For what values of x, if any, does #f(x) = 1/((5x+8)cos(pi/2-(12pi)/x) # have vertical asymptotes?

1 Answer
Jul 5, 2017

Answer:

#x=-8/5#, #x=0#, and #x=-6/n# (see explanation)

Explanation:

For there to be a vertical asymptote, the denominator must equal to zero, and #0*"anything"=0#, so #(5x+8)=0, 5x=-8, x=-8/5#.

Also, #cos((pi/2)-(12pi)/x)=0#. #cos^(-1)(0)=(pi)/2+n2pi#.

Therefore, #pi/2-(12pi)/x=pi/2+n2pi#, #(12pi)/x=-n2pi#, #x=-(12pi)/(n2pi)#, #x=-6/n#. By rearranging we get #n=-6/x#. We can substitute this to get #pi/2-(12pi)/x=pi/2+2(-6/x)pi-=pi/2-(12pi)/x=pi/2-12/xpi#.

For #n# to be an integer, #2n-=-12/x#, where #x# is any number which 12 is divisible by, to also give a whole number.

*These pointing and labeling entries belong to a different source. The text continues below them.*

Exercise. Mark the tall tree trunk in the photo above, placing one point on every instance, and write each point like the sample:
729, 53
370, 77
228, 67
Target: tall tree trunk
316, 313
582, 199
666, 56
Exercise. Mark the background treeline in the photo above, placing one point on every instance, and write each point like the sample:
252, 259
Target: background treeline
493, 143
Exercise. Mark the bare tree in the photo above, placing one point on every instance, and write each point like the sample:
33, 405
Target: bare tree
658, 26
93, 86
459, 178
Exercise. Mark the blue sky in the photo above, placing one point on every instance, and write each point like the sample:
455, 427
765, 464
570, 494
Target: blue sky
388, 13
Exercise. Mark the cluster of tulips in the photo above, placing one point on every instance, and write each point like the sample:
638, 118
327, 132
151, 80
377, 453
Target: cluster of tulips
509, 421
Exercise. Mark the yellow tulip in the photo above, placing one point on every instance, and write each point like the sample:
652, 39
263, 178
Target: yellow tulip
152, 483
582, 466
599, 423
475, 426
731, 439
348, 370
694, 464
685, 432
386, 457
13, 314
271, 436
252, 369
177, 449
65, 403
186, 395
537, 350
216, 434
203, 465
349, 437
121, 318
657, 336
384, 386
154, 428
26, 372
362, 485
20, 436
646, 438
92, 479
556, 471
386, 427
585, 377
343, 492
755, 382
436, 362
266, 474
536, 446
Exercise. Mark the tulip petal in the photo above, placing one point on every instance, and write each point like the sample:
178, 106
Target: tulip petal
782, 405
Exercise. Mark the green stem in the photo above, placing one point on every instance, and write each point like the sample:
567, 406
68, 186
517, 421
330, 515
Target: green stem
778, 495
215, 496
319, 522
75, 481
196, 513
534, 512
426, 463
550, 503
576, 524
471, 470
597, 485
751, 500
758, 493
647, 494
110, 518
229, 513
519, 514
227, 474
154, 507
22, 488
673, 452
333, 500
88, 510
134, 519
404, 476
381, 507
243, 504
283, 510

For example, let's take #x=4, 12 " and " 24#:

4:
#2n=-12/4=-3#, as #2n# is an integer, #pi/2-(12pi)/x# can equal #pi/2+2(-6/x)pi#, #pi/2-3pi=pi/2-3pi#, #cos(pi/2-3pi)=0#, #0(5(-3)+8)=0#.

12:
#2n=-12/12=-1#, as #2n# is an integer, #pi/2-(12pi)/x# can equal #pi/2+2(-6/x)pi#, #pi/2-1pi=pi/2-1pi#, #cos(pi/2-pi)=0#, #0(5(-1)+8)=0#.

24:
#2n=-12/24=-1/2#, as #2n# is not an integer, #pi/2-(12pi)/x# cannot equal #pi/2+2(-6/x)pi#, as only #cos(pi/2+2npi)# can equal 0, where #2n# forms an integer, but #-1/2# is not an integer. For example, #cos(pi/2)=0#, #cos(pi/2+2pi)=0#, and #cos(pi/2+4pi)=0#.

Also, #x=0# is an asymptote as #(12pi)/0="undefined"#.